Chapter 16 #2
A bittersweet smile crept onto my face as the memory rolled over me. Things had gone to hell barely four weeks after that night. And I’d completely forgotten our little adventure until now.
Looking at the photo of the two of us, tangled in a blanket, smiling like the world was ours, I felt something. It was an ache in my chest.
I missed him. Not just him, but us. What we used to be. And I didn’t admit this often—even to myself—but a part of me still wanted him, still loved him.

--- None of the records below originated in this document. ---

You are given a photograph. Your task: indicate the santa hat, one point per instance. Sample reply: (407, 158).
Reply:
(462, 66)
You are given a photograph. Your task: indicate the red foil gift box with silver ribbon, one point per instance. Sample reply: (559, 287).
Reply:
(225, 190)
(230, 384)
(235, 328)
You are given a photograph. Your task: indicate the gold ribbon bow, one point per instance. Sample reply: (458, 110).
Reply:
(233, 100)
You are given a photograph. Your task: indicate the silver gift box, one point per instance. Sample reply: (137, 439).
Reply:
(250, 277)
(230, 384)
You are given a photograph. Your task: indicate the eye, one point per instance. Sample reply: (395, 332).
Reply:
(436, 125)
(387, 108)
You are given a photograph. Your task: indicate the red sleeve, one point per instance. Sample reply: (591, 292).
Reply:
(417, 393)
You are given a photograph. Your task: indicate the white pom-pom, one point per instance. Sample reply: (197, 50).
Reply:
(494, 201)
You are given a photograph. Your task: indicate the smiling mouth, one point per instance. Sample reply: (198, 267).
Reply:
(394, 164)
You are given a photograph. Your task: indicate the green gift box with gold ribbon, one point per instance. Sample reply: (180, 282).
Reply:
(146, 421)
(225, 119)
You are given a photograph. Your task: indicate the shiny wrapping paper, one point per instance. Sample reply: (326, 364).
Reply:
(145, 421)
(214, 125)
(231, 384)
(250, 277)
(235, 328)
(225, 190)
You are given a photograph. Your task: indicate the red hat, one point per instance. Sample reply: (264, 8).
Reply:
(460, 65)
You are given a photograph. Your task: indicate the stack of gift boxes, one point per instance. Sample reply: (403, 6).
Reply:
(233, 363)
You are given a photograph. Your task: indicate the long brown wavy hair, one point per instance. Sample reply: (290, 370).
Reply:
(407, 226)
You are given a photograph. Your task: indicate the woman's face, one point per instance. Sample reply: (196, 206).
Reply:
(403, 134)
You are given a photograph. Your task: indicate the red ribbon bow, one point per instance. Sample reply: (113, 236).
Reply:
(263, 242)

I hated how things ended. Hated that he could believe those ridiculous accusations about me. After everything we’d shared, how could he think I was just using him? That I didn’t love him? But even through the anger, I still loved him.
Maybe I never stopped.
Maybe I never would.
I didn’t realize I was crying until a teardrop landed on the photo. I wiped it quickly with the back of my hand and dropped the picture into the discard pile. Because love or not, the reality was this: he’d moved on. He was getting married. I needed to move on, too. Fully. Finally.
There was only one bedroom left after mine. My father’s. I dreaded packing it up, but I had to. I started with his clothes, then moved on to the drawers, tossing what needed tossing, folding what I could donate, until I stumbled across an envelope.
My name was scrawled across the front. To Leila.
I stared at it. They’d told me he left a letter. I never picked it up. Never read it. I’d told myself it didn’t matter.
But now, holding it in my hand, I hesitated.
I thought about tossing it. But curiosity won.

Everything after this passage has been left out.